As liveability becomes a key factor in everyday life and data science techniques advance, it is only natural to combine them in order to improve decisions for the good of society. This paper reports the methodology followed to build a serious game for urban planning and on incorporating an AI module as a decision helper.

First, the steps followed to create a model for a simulation were described, based on real data and scientific techniques. To create a new score with open-source data, Exploratory Feature Analysis (EFA) and Random Forests (RF) were both used to prune non-significant variables. Then, RF for regression was applied and achieved a recall of 0.83 with 10-fold cross-validation, with a reduction from the original 115 to 44 indicators.
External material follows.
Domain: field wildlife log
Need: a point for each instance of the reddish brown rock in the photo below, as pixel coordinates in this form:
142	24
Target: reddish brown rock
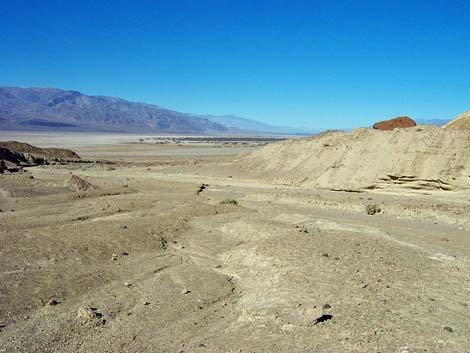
399	122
The indicators were divided into direct and indirect action categories; the indicators that are directly related to an action and the ones that are the indirect result of an action. The latter were created by looking at underlying factors using EFA. This process resulted in 12 actions, 11 directs and 1 indirect. Moreover, the model was built in a suitable manner for the simulation. For visibility purposes, the indicators were gathered manually into 5 groups: housing, environment, services, healthcare and leisure.

Later on, the optimisation problem resulting from the model was formulated as a multi-objective optimisation problem. The algorithms NSGAII, SPAE2, PAES and \(\epsilon \)-MOEA were compared. The algorithm that was the most suited for the simulation was \(\epsilon \)-MOEA due to its fast convergence and higher results in terms of turns and score. Research works covering high dimensionality multi-objective optimisation problems (many-objective optimisation problems), could be investigated in the future, since dimensionality increase might lead to a more complex optimization problem. Furthermore, state-of-the-art algorithms but more complex such as Binary Bat Multi-Objective Algorithm or Multi Objective Ant Colony Algorithm could be compared to algorithms in this paper.

Finally, the model and the optimisation algorithm were incorporated into an interface. The feedback received from testers was generally positive. Nevertheless, further improvements in the interface can only increase the quality of the serious game.

The resulting simulation from the process of building the model, the AI module and the interface answered the questions on how to incorporate an AI module for a simulation and how to build a serious game based on real data. In light of these results, one can conclude that data science techniques can be successfully applied to building an urban planner for both entertainment and education purposes. Arguably, the product of this paper is one step forward in filling the gap between private and public applications.